Houthis: 22 children killed by air raids on Yemen’s Hodeidah
|Yemen‘s Houthi rebels say at least 22 children and four women have been killed by air raids on a camp for internally displaced people in the flashpoint region of Hodeidah.
The Houthi-run Saba news agency reported on Thursday that fighter jets from the Saudi-UAE military alliance, which has been at war with the rebels since March 2015, targeted the IDP camp in Al-Kouai, Duraihami, which lies about 20km from the strategic Red Sea port city of Hodeidah.
Citing Abdulrahman Jarallah, the director of a health office in the province, Saba said doctors from the International Committee of the Red Cross (ICRC) were unable to enter the area and recover victims from the attacks.
“[The victims were] dead children and women. [It was a] disgusting crime,” Majed Dahfah, a witness to one of the air raids, told the Houthi-run Al Masirah TV network.
Hussein al-Bukhaiti, a pro-Houthi activist based in Sanaa, said the first strike targeted a village in Duraihami, “killing five people and injuring another two,” while the second killed 26 women and children who attempted to board a bus and flee.
“[The] second strike targeted that bus, killing everyone,” he told Al Jazeera.
Earlier on Thursday, the UAE state news agency WAM said the Houthis launched a ballistic missile in the same district, which resulted in the death of one child.
WAM said the missile attack in the recently recaptured village of al-Ghalifqa in Duraihami also wounded dozens of people, three of them seriously.
Neither side’s claims could be independently verified.
Al Jazeera’s Alan Fisher, reporting from neighbouring Djibouti, said the latest reports of civilian deaths will likely lead to calls for an investigation.
“There are reports from a number of independent sources and journalists in Yemen that the Saudi-UAE alliance hit a number of vehicles, we don’t know exactly what was being targeted, but in that attack, a number of children were killed.
“According to some people, they were concerned the camp they were living in was being used to fire missiles so they decided to move, and when they did, their cars were hit by the air strike.”
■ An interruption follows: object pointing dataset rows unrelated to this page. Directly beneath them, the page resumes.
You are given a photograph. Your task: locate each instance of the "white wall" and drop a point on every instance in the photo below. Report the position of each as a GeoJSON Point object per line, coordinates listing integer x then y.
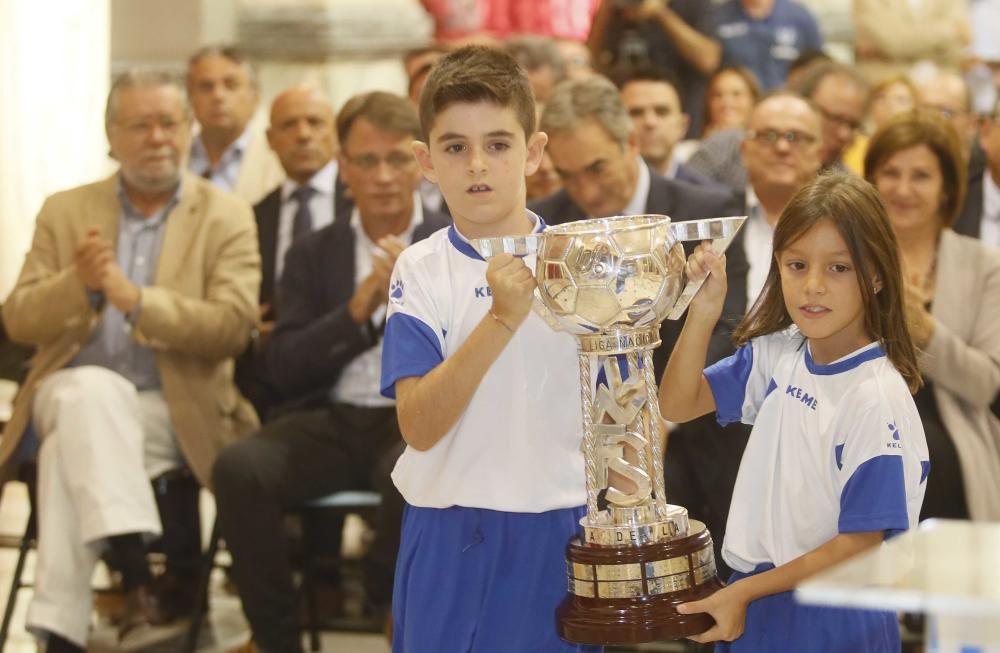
{"type": "Point", "coordinates": [54, 62]}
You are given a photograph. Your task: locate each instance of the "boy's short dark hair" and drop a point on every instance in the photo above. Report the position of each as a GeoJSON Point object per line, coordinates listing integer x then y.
{"type": "Point", "coordinates": [477, 74]}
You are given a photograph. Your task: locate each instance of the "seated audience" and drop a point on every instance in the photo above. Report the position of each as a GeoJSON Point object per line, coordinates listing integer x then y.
{"type": "Point", "coordinates": [595, 150]}
{"type": "Point", "coordinates": [891, 96]}
{"type": "Point", "coordinates": [227, 148]}
{"type": "Point", "coordinates": [837, 91]}
{"type": "Point", "coordinates": [980, 217]}
{"type": "Point", "coordinates": [948, 94]}
{"type": "Point", "coordinates": [137, 292]}
{"type": "Point", "coordinates": [915, 162]}
{"type": "Point", "coordinates": [674, 37]}
{"type": "Point", "coordinates": [766, 36]}
{"type": "Point", "coordinates": [335, 431]}
{"type": "Point", "coordinates": [542, 61]}
{"type": "Point", "coordinates": [732, 92]}
{"type": "Point", "coordinates": [302, 136]}
{"type": "Point", "coordinates": [654, 106]}
{"type": "Point", "coordinates": [781, 153]}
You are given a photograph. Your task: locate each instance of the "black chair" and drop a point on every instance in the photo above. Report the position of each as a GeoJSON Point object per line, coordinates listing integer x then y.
{"type": "Point", "coordinates": [23, 544]}
{"type": "Point", "coordinates": [344, 503]}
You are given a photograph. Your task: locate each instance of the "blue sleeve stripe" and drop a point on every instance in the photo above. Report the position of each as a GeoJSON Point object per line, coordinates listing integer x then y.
{"type": "Point", "coordinates": [874, 498]}
{"type": "Point", "coordinates": [728, 380]}
{"type": "Point", "coordinates": [410, 348]}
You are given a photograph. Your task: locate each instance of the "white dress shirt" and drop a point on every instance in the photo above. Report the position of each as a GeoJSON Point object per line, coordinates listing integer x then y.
{"type": "Point", "coordinates": [320, 206]}
{"type": "Point", "coordinates": [758, 240]}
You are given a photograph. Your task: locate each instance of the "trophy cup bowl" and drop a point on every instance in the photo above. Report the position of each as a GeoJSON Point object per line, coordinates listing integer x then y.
{"type": "Point", "coordinates": [610, 282]}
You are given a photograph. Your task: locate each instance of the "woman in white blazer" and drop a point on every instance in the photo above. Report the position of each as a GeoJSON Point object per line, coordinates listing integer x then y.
{"type": "Point", "coordinates": [953, 310]}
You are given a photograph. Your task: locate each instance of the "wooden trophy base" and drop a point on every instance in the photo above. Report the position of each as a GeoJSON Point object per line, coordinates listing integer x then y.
{"type": "Point", "coordinates": [629, 595]}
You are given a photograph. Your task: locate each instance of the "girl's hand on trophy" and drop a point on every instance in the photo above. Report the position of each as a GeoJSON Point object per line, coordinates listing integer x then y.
{"type": "Point", "coordinates": [512, 285]}
{"type": "Point", "coordinates": [704, 262]}
{"type": "Point", "coordinates": [727, 606]}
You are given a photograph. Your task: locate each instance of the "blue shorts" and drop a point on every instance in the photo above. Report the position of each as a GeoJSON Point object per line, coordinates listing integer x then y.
{"type": "Point", "coordinates": [778, 623]}
{"type": "Point", "coordinates": [470, 580]}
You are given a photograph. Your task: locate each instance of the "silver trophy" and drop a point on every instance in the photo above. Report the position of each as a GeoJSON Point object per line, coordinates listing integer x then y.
{"type": "Point", "coordinates": [611, 282]}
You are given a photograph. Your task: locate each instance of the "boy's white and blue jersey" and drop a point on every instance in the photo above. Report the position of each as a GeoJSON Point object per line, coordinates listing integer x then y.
{"type": "Point", "coordinates": [516, 447]}
{"type": "Point", "coordinates": [835, 448]}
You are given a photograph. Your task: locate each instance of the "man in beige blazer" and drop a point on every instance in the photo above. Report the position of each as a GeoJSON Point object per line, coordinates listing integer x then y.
{"type": "Point", "coordinates": [229, 149]}
{"type": "Point", "coordinates": [137, 292]}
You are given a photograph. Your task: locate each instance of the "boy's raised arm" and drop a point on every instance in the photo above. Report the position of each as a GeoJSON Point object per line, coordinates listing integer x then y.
{"type": "Point", "coordinates": [684, 390]}
{"type": "Point", "coordinates": [428, 406]}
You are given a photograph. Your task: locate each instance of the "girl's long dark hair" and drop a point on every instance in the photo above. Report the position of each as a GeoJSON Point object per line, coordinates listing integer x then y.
{"type": "Point", "coordinates": [854, 208]}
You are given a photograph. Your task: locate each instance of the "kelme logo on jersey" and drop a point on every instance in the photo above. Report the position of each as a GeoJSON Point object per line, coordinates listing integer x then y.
{"type": "Point", "coordinates": [894, 443]}
{"type": "Point", "coordinates": [802, 395]}
{"type": "Point", "coordinates": [396, 292]}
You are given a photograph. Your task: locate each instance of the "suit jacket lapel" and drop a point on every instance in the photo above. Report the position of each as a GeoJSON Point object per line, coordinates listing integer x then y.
{"type": "Point", "coordinates": [180, 230]}
{"type": "Point", "coordinates": [105, 212]}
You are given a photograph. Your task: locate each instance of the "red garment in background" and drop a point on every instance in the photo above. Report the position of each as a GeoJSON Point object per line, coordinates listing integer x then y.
{"type": "Point", "coordinates": [500, 18]}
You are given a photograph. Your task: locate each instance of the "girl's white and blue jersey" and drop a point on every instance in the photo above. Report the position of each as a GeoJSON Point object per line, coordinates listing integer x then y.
{"type": "Point", "coordinates": [516, 447]}
{"type": "Point", "coordinates": [835, 448]}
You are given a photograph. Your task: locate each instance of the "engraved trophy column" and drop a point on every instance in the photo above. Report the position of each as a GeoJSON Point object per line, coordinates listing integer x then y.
{"type": "Point", "coordinates": [611, 282]}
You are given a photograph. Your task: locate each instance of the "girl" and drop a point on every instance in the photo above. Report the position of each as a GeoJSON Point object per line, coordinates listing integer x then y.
{"type": "Point", "coordinates": [837, 458]}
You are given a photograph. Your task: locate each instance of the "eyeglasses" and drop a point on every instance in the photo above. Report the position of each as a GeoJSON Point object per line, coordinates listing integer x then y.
{"type": "Point", "coordinates": [144, 126]}
{"type": "Point", "coordinates": [839, 120]}
{"type": "Point", "coordinates": [772, 136]}
{"type": "Point", "coordinates": [368, 162]}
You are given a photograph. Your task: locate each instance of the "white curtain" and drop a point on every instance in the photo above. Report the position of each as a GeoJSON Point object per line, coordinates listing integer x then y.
{"type": "Point", "coordinates": [54, 70]}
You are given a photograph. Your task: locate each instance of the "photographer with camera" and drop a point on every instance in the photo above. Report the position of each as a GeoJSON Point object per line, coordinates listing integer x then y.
{"type": "Point", "coordinates": [673, 36]}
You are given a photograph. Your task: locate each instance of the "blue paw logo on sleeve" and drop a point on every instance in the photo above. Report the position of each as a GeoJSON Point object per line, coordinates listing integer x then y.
{"type": "Point", "coordinates": [894, 443]}
{"type": "Point", "coordinates": [396, 292]}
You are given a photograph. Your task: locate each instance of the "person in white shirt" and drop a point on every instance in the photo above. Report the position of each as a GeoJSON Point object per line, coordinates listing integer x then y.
{"type": "Point", "coordinates": [334, 431]}
{"type": "Point", "coordinates": [837, 459]}
{"type": "Point", "coordinates": [487, 394]}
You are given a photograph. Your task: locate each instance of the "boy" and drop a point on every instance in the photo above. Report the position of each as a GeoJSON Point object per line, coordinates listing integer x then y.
{"type": "Point", "coordinates": [486, 393]}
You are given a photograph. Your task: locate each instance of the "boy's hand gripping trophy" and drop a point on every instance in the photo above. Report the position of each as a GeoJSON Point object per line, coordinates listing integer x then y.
{"type": "Point", "coordinates": [611, 282]}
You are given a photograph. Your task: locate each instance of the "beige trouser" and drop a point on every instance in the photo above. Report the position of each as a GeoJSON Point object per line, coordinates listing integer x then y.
{"type": "Point", "coordinates": [101, 442]}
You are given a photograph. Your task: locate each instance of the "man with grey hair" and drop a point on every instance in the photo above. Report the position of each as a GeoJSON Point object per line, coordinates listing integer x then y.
{"type": "Point", "coordinates": [541, 59]}
{"type": "Point", "coordinates": [594, 147]}
{"type": "Point", "coordinates": [228, 149]}
{"type": "Point", "coordinates": [136, 293]}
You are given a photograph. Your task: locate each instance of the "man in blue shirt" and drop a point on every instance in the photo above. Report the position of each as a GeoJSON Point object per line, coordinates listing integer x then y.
{"type": "Point", "coordinates": [765, 36]}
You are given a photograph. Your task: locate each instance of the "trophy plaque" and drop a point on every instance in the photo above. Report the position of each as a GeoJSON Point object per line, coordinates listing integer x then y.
{"type": "Point", "coordinates": [610, 282]}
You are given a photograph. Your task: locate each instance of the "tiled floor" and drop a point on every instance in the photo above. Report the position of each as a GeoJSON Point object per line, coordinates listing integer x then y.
{"type": "Point", "coordinates": [226, 627]}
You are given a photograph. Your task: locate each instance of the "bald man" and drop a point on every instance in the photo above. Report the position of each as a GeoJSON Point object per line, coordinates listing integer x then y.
{"type": "Point", "coordinates": [302, 134]}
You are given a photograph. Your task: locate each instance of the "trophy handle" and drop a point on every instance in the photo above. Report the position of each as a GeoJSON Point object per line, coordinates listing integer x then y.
{"type": "Point", "coordinates": [518, 246]}
{"type": "Point", "coordinates": [720, 231]}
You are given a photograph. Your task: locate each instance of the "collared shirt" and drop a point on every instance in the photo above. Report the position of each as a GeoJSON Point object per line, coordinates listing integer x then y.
{"type": "Point", "coordinates": [321, 206]}
{"type": "Point", "coordinates": [140, 239]}
{"type": "Point", "coordinates": [225, 174]}
{"type": "Point", "coordinates": [769, 45]}
{"type": "Point", "coordinates": [637, 205]}
{"type": "Point", "coordinates": [989, 229]}
{"type": "Point", "coordinates": [360, 382]}
{"type": "Point", "coordinates": [758, 241]}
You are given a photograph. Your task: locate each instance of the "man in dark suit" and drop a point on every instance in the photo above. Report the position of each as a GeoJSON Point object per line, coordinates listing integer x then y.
{"type": "Point", "coordinates": [336, 432]}
{"type": "Point", "coordinates": [595, 150]}
{"type": "Point", "coordinates": [781, 151]}
{"type": "Point", "coordinates": [302, 135]}
{"type": "Point", "coordinates": [653, 103]}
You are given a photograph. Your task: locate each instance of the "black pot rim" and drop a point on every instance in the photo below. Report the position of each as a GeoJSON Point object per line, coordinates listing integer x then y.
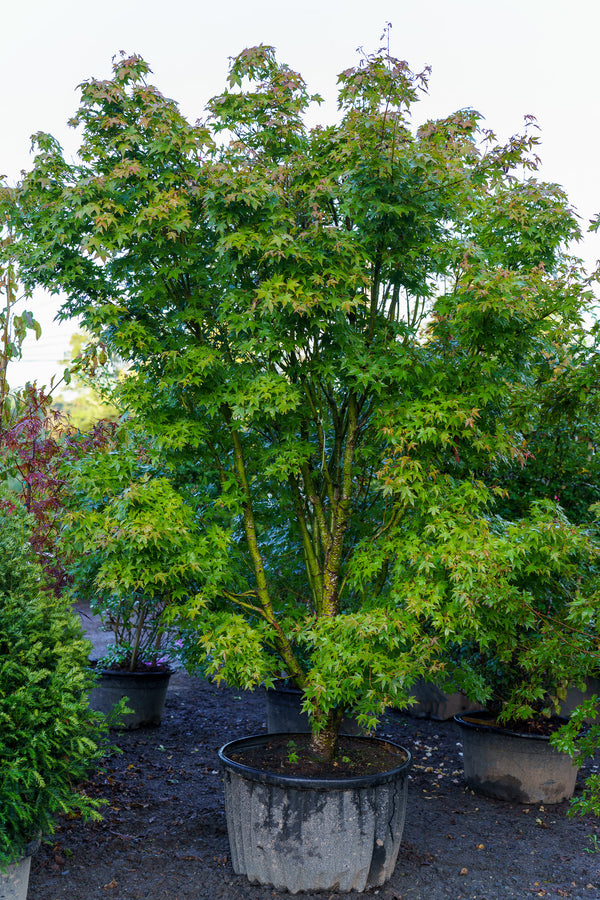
{"type": "Point", "coordinates": [302, 782]}
{"type": "Point", "coordinates": [158, 672]}
{"type": "Point", "coordinates": [497, 729]}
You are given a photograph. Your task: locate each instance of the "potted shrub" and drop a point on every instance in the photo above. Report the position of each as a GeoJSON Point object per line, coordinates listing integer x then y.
{"type": "Point", "coordinates": [331, 334]}
{"type": "Point", "coordinates": [128, 538]}
{"type": "Point", "coordinates": [50, 739]}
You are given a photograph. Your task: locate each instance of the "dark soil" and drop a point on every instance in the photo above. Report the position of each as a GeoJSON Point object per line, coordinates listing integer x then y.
{"type": "Point", "coordinates": [292, 756]}
{"type": "Point", "coordinates": [164, 835]}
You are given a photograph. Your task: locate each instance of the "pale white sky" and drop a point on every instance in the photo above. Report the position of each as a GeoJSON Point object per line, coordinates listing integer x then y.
{"type": "Point", "coordinates": [506, 58]}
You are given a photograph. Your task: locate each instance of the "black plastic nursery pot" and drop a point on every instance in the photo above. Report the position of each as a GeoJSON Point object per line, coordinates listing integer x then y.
{"type": "Point", "coordinates": [144, 693]}
{"type": "Point", "coordinates": [510, 765]}
{"type": "Point", "coordinates": [314, 834]}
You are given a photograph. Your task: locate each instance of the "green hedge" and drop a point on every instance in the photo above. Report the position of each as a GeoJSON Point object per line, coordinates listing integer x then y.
{"type": "Point", "coordinates": [49, 738]}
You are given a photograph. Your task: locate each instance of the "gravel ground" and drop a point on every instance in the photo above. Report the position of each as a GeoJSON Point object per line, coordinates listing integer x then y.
{"type": "Point", "coordinates": [164, 837]}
Videos uploaded to social media showed dead bodies and limbs being collected from the blast site [Courtesy of AnsarAllah Media Centre] |
Ruinous war
The reported attack comes just two weeks after an air raid killed 40 schoolboys as they travelled on a school trip.
The August 9 bombardment sparked almost universal international condemnation with Geert Cappelaere, UNICEF’s regional director in the Middle East and North Africa, tweeting “NO EXCUSES ANYMORE!!”
“Does the world really need more innocent children’s lives to stop the cruel war on children in Yemen?” he said.
According to munitions experts, a US-made bomb was used in the attack, leading to further criticism over Washington’s role in the war in Yemen – described by the UN as the world’s worst humanitarian crisis.
“If it’s proved again that in this instance it was a missile from the US fired by the Saudi-led coalition, that will lead to greater calls and questioning of the US’ intervention and involvement in Yemen,” said Fisher.
Following the attack, individual members of Congress called on the US military to clarify its role in the war and investigate whether support for the air raids could render US military personnel “liable under the war crimes act”.
The US has been the biggest supplier of military equipment to Riyadh, with more than $90bn of sales recorded between 2010 and 2015.
Fighting between Houthi rebels and Yemeni government forces, backed by the Saudi-UAE coalition, has intensified in recent weeks along the eastern outskirts of Duraihami as the two Gulf nations look to seize control of the strategic province.
Hodeidah has been under the control of the Houthis since 2014, along with other west coast ports and much of northern Yemen.
The city’s seaport was responsible for delivering 70 percent of Yemen’s imports – mostly humanitarian aid, food and fuel – before 2015.
Aid agencies have warned an assault on the port could shut down one of the last remaining lifelines for millions of hungry civilians.
More than eight million Yemenis – a number greater than the entire population of Switzerland – are just a step away from famine.